# What Shall We Say, Shall We Call It By A Name?

An aptronym is a name that serendipitously reflects the character of its referent. Familiar examples include Chris Moneymaker, Anthony Weiner, Marilyn vos Savant, Price Club, Usain Bolt, and almost everybody who worked for Car Talk.

There are a few quantities in physics which have aptronyms.

The most familiar, since it is typically taught in introductory electromagnetism, is the Poynting vector, which poynts in the direction that energy flows in an electromagnetic field (eg. in the direction light is shining).
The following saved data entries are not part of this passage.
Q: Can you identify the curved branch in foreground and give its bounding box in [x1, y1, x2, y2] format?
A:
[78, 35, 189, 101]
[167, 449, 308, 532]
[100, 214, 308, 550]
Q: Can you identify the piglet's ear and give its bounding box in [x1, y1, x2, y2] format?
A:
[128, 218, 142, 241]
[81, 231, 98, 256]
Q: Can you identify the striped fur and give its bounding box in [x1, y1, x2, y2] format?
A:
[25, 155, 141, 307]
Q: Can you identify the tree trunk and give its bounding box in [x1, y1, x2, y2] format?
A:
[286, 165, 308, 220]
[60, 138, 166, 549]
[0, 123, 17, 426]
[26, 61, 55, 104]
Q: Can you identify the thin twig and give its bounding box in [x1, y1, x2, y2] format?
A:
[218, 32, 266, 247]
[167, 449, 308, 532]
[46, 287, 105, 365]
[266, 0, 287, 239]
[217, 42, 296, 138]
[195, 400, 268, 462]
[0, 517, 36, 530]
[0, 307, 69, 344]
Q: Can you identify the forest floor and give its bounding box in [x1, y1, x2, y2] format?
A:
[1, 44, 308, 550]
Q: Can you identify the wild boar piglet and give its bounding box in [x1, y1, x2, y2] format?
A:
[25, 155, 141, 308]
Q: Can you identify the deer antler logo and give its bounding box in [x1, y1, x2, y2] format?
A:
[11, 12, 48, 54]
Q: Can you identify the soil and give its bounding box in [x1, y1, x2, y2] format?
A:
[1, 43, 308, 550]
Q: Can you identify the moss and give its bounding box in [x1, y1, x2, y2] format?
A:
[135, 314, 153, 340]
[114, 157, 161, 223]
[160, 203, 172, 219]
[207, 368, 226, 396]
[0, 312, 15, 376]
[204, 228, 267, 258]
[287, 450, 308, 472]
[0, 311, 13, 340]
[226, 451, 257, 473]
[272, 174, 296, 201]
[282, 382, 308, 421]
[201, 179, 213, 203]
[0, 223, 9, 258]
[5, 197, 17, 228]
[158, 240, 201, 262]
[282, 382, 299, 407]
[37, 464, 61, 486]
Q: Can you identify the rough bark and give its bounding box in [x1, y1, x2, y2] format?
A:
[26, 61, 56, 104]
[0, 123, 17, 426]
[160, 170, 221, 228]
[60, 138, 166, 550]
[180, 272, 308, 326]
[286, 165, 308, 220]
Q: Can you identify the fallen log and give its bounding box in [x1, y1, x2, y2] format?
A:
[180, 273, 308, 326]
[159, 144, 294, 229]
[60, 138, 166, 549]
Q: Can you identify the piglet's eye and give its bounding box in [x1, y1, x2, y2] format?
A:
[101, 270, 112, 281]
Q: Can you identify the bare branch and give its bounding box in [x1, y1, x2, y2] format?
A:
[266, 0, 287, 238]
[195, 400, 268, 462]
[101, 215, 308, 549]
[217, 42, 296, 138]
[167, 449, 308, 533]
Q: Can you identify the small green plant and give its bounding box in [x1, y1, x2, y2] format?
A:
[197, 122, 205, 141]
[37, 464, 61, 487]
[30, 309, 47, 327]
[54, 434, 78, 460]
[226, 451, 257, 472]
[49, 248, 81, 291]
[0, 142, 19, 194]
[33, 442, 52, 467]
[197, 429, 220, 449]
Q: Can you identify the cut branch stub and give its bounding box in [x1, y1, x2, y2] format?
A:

However, there are other good, less-familiar aptronyms:

- The Schwarzschild radius is the size of the event horizon of a black hole. “Schwarzschild” translated literally means “black shield”, which is apt, as the outside universe is…
*shielded*from anyone who has had the misfortune to fall pass the horizon. - The Heaviside function \(\theta(x)\), or the unit step function, is 0 if \(x < 0\) and 1 if \(0 < x\) (the definition at \(x=0\) is sometimes taken to be \(\frac{1}{2}\), 1, and sometimes 0). The name can be considered apt for two reasons: some say it looks like an imbalanced two pan balance (in which case \(x < 0\) is the “heavy part”), while others say that the mass of the function is where \(0 < x\) in the sense that
$$\\ \int_{-\infty}^x \theta(x)\ dx = x \theta(x).$$
- The Unruh effect is the fact that an accelerating observer will measure that the vacuum of space has a non-zero finite temperature, whereas an observer at rest (or, by relativity, an observer coasting at a constant velocity) will measure the vacuum to be at absolute zero. “Unruhe” translates to “unrest” from German, but was actually named after W.G. Unruh. This was pointed out to me by my friend Will Donnelly.